SEXUAL DISORDERS - WOMEN include the following:
* Painful Sexual Intercourse - Dyspareunia is the name given to this. Women can experience pain in the vagina due to poor lubrication. This can be caused by inadequate excitement or insufficient foreplay. Also, infections of the vagina may inflame the mucous membrane lining. Post menopausal women may experience pain because of the thinning of the vaginal walls or inadequate lubrication. Anything that is unnatural to the vagina like sprays, some douches and lotions must also be considered because they are an irritant to the mucous membranes. Deep pain in the pelvis also can be caused by psychological factors.

* Vaginismus is a spasm of the muscles surrounding the vaginal entrance. The condition may be present to varying degrees; however, in a severe form, penetration is almost impossible. The majority of cases of vaginismus are due to unfortunate experiences during attempts at intercourse, or during rape episodes. In cases of primary vaginismus (where a woman has never been able to have intercourse because of the condition), repressive sexual upbringing is frequent.

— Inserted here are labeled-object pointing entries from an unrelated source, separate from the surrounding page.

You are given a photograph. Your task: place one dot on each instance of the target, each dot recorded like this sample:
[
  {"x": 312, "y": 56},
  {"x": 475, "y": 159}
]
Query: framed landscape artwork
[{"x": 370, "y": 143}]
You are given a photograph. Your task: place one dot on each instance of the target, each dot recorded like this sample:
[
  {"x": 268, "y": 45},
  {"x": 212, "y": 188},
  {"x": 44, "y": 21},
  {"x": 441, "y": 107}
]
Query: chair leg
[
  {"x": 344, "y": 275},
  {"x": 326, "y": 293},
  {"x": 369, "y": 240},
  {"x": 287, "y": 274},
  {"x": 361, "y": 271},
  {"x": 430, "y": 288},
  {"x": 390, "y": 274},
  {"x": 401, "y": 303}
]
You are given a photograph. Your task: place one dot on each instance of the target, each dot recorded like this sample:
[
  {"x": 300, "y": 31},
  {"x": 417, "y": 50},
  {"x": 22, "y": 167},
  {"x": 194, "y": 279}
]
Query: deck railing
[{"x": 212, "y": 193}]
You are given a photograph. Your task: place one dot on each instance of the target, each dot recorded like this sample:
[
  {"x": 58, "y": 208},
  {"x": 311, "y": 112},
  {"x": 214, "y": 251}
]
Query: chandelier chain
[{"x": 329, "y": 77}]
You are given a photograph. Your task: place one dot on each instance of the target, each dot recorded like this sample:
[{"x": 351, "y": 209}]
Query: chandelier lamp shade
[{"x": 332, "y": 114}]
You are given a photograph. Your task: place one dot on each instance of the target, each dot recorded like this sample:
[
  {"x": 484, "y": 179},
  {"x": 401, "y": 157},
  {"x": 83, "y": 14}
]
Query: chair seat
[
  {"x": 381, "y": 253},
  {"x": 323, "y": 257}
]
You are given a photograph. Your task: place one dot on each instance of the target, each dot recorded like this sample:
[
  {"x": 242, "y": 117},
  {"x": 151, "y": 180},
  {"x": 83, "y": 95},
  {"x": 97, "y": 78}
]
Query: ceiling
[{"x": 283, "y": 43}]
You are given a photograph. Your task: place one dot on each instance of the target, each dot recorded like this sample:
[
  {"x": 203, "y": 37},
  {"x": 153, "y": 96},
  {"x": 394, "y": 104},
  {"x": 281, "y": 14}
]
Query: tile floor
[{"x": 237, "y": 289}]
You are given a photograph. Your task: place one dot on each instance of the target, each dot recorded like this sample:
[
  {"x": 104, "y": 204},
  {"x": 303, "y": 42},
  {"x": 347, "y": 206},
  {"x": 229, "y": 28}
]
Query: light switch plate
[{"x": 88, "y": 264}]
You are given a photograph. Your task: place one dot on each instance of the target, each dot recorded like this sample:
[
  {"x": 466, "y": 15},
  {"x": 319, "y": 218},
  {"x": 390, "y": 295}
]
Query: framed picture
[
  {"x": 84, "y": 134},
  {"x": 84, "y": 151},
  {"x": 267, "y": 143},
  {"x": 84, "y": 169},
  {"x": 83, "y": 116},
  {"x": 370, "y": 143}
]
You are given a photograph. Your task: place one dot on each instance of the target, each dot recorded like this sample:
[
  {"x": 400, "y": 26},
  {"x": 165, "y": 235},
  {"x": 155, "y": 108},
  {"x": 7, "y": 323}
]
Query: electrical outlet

* Orgasmic Dysfunction. Many women request sex therapy because they find it difficult, or impossible, to obtain orgasm during sexual intercourse. This may be a problem to the client, but this is not a sexual dysfunction. Less than one-fifth of women do reach orgasm through sexual intercourse alone. Orgasmic dysfunction is represented by the woman who has frequent or severe difficulty coming to orgasm by any method during a sexual encounter. The woman often responds well sexually as far as the plateau phase. Her difficulty may be solely the inability to come to orgasm despite every effort even though she is both excited and lubricated. Education, practice through masturbation, and the resolution of any couple or individual psychological problem may resolve this issue.


SEXUAL DISORDERS - MEN include the following:

* Erectile Dysfunction. Masters and Johnson considered that a failure of erection in twenty-five percent of attempts at sexual intercourse was a "persistent" inability. Usually, the man who has erectile difficulty can get erect before sexual intercourse, but may lose the erection during or shortly after penetration. The man may still ejaculate because erection and ejaculation are two separate functions. There are different degrees of erectile dysfunction and it is common for all men to experience some occurances of erection problems in thier life time. With the advent of medications to treat Erectile Dysfunction, this problem is treated more easily today than in the past.

* Rapid Ejaculation. This is a condition where orgasm and ejaculation occur before or immediately after penetration (within 30 seconds). Many cases are referred at the partner's instigation because it is usually the partner's dissatisfaction which brings the matter to the therapist. It is usually found that the condition has been present during the whole sexual life of the client. Ejaculatory control can be learned through exercises and homework assignments given the couple during sex therapy. There is also a positive influence on rapid ejaculation by certain antidepressant medications. The combination of cognitive/behavior intervention and medication can be effective in treating rapid ejaculation.

* Delayed Ejaculation. This is the persistent inability to ejaculate in the vagina during sexual intercourse, but the same problem can occur during masturbation when a partner is not present. Some medications and diseases such as diabetes, and prostate disease can create this condition, but this is rare. Delayed ejaculation can be due to low sex drive, but the condition also appears in men who have a good sex drive. Either the client is insufficiently excited or aroused or is unable to relax sufficiently to allow orgasm. A sexually repressive upbringing with much guilt and many prohibitions often appears in the history. Psychological problems can also be the cause of this condition.